Cross
The meeting of opposites; sacrifice and sovereignty.
The cross is the meeting of opposites. Christian tradition gives the cross its most charged form — sacrifice at the center of meaning. Indigenous medicine-wheel traditions use the four directions crossed to mark completeness. Jungian analysis reads cross-dreams as the psyche at the intersection of its horizontal (relational) and vertical (spiritual) axes. Where the arms meet is the Self. Notice what kind of cross it is, and whether you stand before, under, or on it.
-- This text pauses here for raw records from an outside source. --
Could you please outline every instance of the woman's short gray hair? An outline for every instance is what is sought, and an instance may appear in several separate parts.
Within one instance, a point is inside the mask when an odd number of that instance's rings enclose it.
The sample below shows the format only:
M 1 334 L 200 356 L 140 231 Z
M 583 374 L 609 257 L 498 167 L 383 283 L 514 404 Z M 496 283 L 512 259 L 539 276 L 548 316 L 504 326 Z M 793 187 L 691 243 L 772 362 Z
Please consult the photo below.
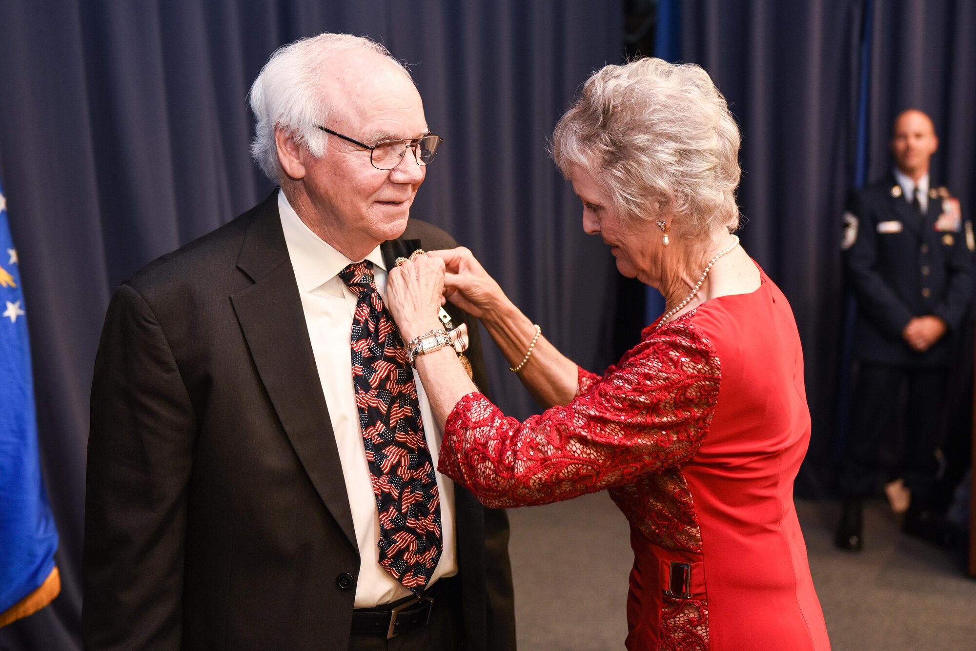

What to ask in your journal
If cross appears in your dream, sit with these prompts before reaching for an interpretation.
- What was the cross doing in your dream?
- How did you feel in its presence — drawn, repelled, indifferent, awed?
- Was the cross familiar from waking life, or unfamiliar?
- What in your waking life right now resembles the quality the cross carries?
- If the cross could speak, what would it say to you?
Frequently asked
What does it mean to dream of a cross?
Across the depth-psychological tradition, dream-crosss carry the meaning suggested by the dreamer's emotional response and the symbol's behavior in the dream. The meeting of opposites; sacrifice and sovereignty.
Is the cross a positive or negative symbol in dreams?
Most dream-symbols are not intrinsically positive or negative; they take their valence from the dreamer's relationship to them in the dream. The cross is no exception — its specific weight depends on context, emotional tone, and the dreamer's associations.
How do Christian and other traditions read the cross?
Christian dream-interpretation places the cross within the broader Christian, Indigenous, Jungian reading of the dream-life. See the page body and bibliography for the specific primary sources cited.
What if the cross keeps recurring in my dreams?
Recurrent dream-symbols generally point to material the conscious self has not yet fully integrated. The recurrence usually softens once the underlying material has been allowed expression — sometimes through journaling, sometimes through therapy, sometimes simply through more careful attention to the symbol on its own terms.
Cited works
Each interpretation on this page traces back to one of these primary sources. Quotation with attribution welcome — see our methodology for how we cite.
- Carl Gustav Jung (1959) *The Archetypes and the Collective Unconscious (Collected Works, Vol. 9, Part 1)*. Princeton University Press. Trans. R. F. C. Hull.
- Carl Gustav Jung (1956) *Symbols of Transformation (Collected Works, Vol. 5)*. Princeton University Press. Trans. R. F. C. Hull.
- Artemidorus of Daldis (c. 2nd century CE) *Oneirocritica (The Interpretation of Dreams)*. Oxford University Press. Trans. Daniel E. Harris-McCoy (2012).